A femme fatale like Thelma Jordon can’t foresee everything in her way. Here are some examples. A man, Tony Laredo, spots Thelma and Cleve kissing outside the gate to her aunt’s house. He surprises Thelma after Cleve leaves, but she knows him already. He’s an old friend, a partner in her illegal schemes. He has every intention of joining her in her current plans. On her second date with Cleve, she and Cleve drive to a lookout spot. They are followed by another man and woman, who are also supposedly on a date, but the man writes down Cleve’s license plate number. It doesn’t look like Tony Laredo, so someone else is keeping tabs on Thelma Jordon. She also doesn’t suspect how much Sidney, the caretaker on her aunt’s property, knows about her comings and goings. The phone extension put in Sidney’s residence, which is on the property, was put in for Aunt Vera’s safety, and it becomes a liability for Thelma. Sidney knows that Thelma has been getting calls from one or more men using different names, but he doesn’t know who. This mystery man eventually becomes Mr. X.
(This article about The File on Thelma Jordon contains almost all the spoilers.)
Things really get sticky for Cleve when Thelma’s Aunt Vera is shot in what looks at first like an attempted burglary. Thelma is frantic, and she convinces Cleve to help her with the crime scene. She tells Cleve that she now suspects Tony Laredo of burglary. Cleve leaves before the aunt’s body is discovered. Miles Scott calls Cleve while he is vacationing with his family about the Vera Edwards burglary and murder. Before he leaves his family, Cleve admits to his wife that he’s been seeing someone else; he also tells his wife that he still loves her. But his troubles are just beginning. Now Thelma wants Cleve to help her during the police investigation, too.
The police discover that Thelma Jordon is not married to Tony Laredo and that Tony called Thelma recently. She is now the prime suspect in the burglary and the murder, not Tony. Miles Scott, the chief investigator for the district attorney’s office, is leading an investigation because Thelma is the prime suspect.

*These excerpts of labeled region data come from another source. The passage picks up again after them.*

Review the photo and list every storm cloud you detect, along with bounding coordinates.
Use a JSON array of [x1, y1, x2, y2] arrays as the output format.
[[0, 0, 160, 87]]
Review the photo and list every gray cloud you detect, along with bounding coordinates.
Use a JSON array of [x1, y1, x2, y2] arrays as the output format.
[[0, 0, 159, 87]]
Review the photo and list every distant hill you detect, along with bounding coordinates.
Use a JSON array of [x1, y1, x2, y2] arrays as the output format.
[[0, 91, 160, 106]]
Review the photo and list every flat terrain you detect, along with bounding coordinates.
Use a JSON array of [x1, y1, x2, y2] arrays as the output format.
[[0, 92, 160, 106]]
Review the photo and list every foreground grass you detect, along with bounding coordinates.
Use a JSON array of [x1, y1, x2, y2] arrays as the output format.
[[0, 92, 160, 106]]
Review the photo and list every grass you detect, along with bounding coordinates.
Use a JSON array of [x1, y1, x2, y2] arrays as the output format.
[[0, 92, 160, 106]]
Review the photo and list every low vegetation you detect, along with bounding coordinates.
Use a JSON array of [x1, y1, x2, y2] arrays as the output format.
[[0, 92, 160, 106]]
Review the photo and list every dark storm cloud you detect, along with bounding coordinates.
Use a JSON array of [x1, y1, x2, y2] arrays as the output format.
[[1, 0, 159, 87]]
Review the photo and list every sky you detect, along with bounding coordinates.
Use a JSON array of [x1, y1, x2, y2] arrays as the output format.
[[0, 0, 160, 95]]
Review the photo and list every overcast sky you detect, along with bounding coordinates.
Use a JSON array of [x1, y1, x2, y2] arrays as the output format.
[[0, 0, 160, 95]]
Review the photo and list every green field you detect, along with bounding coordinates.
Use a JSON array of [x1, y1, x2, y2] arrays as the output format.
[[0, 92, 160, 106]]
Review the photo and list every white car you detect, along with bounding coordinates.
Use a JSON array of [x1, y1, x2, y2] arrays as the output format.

Cleve must now protect himself personally and professionally, a seemingly impossible task for an assistant district attorney who has crossed ethical and professional lines and could very likely be charged as an accessory to murder himself.
Thelma Jordon is eventually found not guilty, and Cleve Marshall starts to believe his troubles are over, but he is wrong once again. Tony Laredo is back in Thelma’s life after hearing the not guilty verdict himself in the courtroom. He is with Thelma when Cleve arrives to talk to her about their future together. Thelma admits to killing her aunt and tells Cleve that Miles Scott was supposed to be the patsy. Cleve was just a convenient stand-in. And now Cleve is the object of blackmail: Tony Laredo knows who Mr. X is.
Thelma leaves town with Laredo, but she forces Tony off the road while he is driving. They crash into a fiery wreck and Tony dies, but Thelma survives long enough in the hospital to tell Miles Scott everything, except the identity of Mr. X. She tells Cleve that she always loved Mr. X, which saves her from revealing his identity. She then dies on the hospital gurney. As I said, it’s all a bit late for Cleve Marshall. His life is already ruined and he has to start all over again.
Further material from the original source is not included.